Atomic memory ordering question - regarding a thread "stop" flag

So, I have an application that starts multiple "worker" threads.

Usually, each "worker" thread simply finishes after it has done all of its assigned work. And the "main" thread will join() all of the "worker" threads to ensure that everything is completed.

But, sometimes, it can happen that one "worker" thread encounters an error and returns early. In this case, we want to signal to the other "worker" threads that they should abort ASAP, because it would not make sense to wait for the other "worker" threads to actually finish their work, when we already know that something failed. So what we need is some sort of global "stop" flag.

A common way to implement this is by using an AtomicBool:

static STOP: AtomicBool = AtomicBool::new(false);

fn worker_thread() {
    while !STOP.load(...) {
        /*
        do the next chunk of work here, if not stopped yet!
        */

        if error_happened {
            STOP.store(true, ...);
            break;
        }
    }
}

Now, the big question is: which Ordering should be used here?


I have read various sources on this topic, but the information is inconclusive :exploding_head:

Some sources say that Ordering::Relaxed is sufficient for this use case, because atomic operation always are "atomic", and the memory ordering only becomes relevant, if we need to synchronize the atomic operation with other loads and/or stores. Since this is not the case here, we can simply use the weakest (fastest), memory ordering, i.e., Ordering::Relaxed.

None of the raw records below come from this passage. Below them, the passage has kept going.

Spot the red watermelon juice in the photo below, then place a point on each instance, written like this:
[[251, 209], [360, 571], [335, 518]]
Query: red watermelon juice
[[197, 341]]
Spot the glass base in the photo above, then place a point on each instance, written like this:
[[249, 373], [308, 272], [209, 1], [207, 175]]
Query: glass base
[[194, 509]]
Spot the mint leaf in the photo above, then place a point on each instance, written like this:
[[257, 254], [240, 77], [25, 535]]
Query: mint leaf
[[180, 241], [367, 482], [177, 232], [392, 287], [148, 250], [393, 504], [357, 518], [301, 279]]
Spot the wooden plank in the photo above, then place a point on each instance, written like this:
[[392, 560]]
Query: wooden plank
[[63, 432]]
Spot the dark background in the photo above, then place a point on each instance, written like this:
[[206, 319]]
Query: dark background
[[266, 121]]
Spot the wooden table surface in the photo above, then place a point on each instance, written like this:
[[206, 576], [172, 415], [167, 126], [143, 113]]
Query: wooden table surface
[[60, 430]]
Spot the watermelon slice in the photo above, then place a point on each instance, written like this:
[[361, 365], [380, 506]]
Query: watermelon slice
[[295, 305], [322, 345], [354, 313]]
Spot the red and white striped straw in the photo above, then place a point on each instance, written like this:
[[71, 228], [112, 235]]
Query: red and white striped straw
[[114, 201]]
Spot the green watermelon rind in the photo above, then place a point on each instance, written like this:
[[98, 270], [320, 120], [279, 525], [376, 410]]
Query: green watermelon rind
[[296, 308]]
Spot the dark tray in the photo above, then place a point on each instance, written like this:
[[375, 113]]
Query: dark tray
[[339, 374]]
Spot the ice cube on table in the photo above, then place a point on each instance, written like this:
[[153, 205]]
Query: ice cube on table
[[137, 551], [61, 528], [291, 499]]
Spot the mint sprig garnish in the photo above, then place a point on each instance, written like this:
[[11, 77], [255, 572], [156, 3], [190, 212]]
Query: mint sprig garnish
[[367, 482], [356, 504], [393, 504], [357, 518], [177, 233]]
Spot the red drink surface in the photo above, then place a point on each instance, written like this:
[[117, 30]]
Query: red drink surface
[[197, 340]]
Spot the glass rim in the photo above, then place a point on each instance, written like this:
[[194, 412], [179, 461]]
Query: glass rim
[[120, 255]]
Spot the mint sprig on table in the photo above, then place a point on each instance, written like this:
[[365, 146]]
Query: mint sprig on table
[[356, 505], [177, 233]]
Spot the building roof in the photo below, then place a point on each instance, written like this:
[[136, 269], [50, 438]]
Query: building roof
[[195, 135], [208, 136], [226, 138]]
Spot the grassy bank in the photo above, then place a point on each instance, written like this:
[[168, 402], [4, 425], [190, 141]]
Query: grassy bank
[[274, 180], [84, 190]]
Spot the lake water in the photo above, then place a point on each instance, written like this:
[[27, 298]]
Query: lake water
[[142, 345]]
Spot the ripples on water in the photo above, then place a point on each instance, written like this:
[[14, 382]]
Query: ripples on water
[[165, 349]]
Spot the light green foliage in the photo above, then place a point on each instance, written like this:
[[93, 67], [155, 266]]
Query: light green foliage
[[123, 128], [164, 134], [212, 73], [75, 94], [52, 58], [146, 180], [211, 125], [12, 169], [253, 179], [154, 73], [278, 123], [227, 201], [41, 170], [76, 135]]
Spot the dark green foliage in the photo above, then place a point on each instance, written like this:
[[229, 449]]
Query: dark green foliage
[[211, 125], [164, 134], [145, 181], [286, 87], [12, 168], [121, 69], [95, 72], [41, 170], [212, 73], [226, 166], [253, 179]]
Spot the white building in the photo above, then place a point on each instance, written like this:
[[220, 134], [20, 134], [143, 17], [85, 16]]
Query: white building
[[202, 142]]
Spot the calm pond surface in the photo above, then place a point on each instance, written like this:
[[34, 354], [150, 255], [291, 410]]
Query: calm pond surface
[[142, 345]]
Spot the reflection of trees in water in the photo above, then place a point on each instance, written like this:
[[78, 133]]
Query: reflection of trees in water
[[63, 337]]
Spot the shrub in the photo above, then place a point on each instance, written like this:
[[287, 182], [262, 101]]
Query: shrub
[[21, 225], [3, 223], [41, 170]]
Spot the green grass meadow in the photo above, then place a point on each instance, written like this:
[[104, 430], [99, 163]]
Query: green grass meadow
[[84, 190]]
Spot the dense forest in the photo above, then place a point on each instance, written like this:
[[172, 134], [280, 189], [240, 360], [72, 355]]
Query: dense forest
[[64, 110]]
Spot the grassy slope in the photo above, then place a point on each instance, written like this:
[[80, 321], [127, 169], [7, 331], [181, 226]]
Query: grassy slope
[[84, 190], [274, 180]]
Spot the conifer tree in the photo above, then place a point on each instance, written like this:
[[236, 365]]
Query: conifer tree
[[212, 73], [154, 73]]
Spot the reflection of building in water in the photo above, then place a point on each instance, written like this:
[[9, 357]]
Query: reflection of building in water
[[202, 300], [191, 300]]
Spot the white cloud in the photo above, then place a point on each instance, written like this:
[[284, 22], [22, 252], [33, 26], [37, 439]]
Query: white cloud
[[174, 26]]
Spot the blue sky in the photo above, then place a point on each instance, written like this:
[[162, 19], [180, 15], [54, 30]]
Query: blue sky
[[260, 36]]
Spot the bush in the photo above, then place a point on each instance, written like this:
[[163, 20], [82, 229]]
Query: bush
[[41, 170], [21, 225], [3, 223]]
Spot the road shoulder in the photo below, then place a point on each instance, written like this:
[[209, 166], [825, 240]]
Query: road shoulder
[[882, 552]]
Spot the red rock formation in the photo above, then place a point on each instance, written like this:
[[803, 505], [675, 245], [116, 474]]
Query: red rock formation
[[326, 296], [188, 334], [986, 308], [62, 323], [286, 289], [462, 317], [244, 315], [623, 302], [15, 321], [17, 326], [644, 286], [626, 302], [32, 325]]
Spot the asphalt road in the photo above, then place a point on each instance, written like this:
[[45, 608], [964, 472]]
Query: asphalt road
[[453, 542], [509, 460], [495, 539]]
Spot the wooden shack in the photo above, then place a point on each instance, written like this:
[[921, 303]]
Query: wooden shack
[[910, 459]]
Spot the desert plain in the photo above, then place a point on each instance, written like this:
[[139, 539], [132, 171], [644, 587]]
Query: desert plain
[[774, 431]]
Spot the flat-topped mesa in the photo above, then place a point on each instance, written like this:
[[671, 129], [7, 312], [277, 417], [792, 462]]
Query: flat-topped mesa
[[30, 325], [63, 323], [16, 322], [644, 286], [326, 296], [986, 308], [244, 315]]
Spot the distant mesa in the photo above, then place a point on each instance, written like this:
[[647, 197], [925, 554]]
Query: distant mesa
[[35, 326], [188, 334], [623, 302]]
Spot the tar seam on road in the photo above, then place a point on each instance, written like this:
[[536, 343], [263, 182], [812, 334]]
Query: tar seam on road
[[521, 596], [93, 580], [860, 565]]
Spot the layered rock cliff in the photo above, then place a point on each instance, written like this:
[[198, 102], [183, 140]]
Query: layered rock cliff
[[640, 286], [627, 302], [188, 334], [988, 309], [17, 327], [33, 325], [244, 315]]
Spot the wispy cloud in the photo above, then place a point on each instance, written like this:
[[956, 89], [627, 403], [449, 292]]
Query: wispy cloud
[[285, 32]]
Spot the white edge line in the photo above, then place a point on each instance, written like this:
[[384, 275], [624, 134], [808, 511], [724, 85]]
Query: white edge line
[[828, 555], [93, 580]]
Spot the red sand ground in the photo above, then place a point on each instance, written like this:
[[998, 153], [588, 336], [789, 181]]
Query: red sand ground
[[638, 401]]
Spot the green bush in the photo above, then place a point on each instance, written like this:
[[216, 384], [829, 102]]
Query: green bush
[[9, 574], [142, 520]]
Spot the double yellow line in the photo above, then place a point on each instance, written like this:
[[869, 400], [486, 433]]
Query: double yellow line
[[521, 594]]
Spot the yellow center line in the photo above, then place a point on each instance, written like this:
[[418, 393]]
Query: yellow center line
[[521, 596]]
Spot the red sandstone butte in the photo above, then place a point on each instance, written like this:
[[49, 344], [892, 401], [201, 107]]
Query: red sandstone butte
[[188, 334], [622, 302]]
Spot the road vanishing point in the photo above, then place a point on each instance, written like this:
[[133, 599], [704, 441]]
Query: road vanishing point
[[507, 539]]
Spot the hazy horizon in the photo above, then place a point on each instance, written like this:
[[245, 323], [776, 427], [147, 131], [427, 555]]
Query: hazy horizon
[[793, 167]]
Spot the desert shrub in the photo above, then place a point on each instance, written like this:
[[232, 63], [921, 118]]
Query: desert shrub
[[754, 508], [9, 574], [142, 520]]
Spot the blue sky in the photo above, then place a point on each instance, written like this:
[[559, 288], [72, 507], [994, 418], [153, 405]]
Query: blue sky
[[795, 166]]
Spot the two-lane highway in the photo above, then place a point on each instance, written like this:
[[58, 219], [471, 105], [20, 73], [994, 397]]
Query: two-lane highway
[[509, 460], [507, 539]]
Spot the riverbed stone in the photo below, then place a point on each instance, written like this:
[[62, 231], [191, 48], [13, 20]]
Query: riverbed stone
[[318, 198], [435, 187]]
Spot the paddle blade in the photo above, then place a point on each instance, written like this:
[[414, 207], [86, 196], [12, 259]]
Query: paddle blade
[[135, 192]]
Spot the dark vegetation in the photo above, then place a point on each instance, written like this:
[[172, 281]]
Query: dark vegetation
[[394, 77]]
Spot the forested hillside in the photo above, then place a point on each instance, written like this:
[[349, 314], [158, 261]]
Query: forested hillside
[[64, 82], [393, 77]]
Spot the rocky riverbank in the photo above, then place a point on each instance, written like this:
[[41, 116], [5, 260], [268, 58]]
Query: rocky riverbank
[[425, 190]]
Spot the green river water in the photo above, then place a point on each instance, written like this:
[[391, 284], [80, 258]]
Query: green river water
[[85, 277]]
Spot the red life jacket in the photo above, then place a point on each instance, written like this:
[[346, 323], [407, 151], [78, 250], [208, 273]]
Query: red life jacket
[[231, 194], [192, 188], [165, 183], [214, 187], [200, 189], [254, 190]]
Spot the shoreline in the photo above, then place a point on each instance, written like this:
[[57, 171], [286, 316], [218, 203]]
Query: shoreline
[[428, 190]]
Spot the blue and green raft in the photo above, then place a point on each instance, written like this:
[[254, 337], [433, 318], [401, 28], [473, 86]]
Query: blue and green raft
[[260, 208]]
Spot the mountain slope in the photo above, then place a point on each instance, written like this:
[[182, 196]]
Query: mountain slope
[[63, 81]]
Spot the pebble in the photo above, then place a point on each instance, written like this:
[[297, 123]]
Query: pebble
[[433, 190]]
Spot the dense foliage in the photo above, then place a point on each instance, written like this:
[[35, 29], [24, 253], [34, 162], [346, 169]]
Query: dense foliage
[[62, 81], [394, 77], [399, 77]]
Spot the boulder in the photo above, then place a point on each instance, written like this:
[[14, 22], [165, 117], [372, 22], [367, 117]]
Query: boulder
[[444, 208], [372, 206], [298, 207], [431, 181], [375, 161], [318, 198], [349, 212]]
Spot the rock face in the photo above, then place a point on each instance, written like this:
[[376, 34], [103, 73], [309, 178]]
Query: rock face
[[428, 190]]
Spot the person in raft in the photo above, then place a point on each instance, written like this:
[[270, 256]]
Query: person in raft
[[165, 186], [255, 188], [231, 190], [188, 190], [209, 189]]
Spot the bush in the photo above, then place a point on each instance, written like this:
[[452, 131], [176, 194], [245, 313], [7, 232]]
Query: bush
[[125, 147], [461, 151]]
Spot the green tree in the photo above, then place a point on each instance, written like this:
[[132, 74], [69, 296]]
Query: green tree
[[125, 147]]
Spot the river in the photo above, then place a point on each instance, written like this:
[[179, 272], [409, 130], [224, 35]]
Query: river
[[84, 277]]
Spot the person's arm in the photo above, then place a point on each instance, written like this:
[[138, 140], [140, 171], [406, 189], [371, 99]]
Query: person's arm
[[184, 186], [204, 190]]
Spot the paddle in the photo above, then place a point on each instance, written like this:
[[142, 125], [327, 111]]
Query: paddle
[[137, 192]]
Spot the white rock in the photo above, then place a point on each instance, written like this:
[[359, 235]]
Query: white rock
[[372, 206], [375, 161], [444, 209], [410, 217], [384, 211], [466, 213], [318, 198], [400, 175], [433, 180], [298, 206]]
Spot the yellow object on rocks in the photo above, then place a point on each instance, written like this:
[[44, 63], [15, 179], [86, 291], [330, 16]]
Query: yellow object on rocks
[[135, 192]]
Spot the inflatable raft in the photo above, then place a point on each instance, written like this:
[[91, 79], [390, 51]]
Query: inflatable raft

But other sources claim that if we update (store) the "stop" flag with Ordering::Relaxed, or if we test (load) the "stop" flag with Ordering::Relaxed, then the updated value that is stored by one thread may not become "visible" to other threads for an indefinite amount of time – possibly never. To ensure that the updated value becomes visible to other threads soon, we need to do the store with Ordering::Release, and we need to do the loads with Ordering::Acquire.

Which statement is correct? :confused:

I would like to stick with Ordering::Relaxed, especially for the load, because this happens at high frequency in the "worker" threads, so we really want this to be as fast as possible. And it seems to work fine in my tests. But this, of course, is not a proof that it will always work...

Best regards.

1 Like

The ordering does not change how quickly the value becomes visible to other threads. Relaxed is sufficient.

5 Likes

Is this really true for all CPU architectures?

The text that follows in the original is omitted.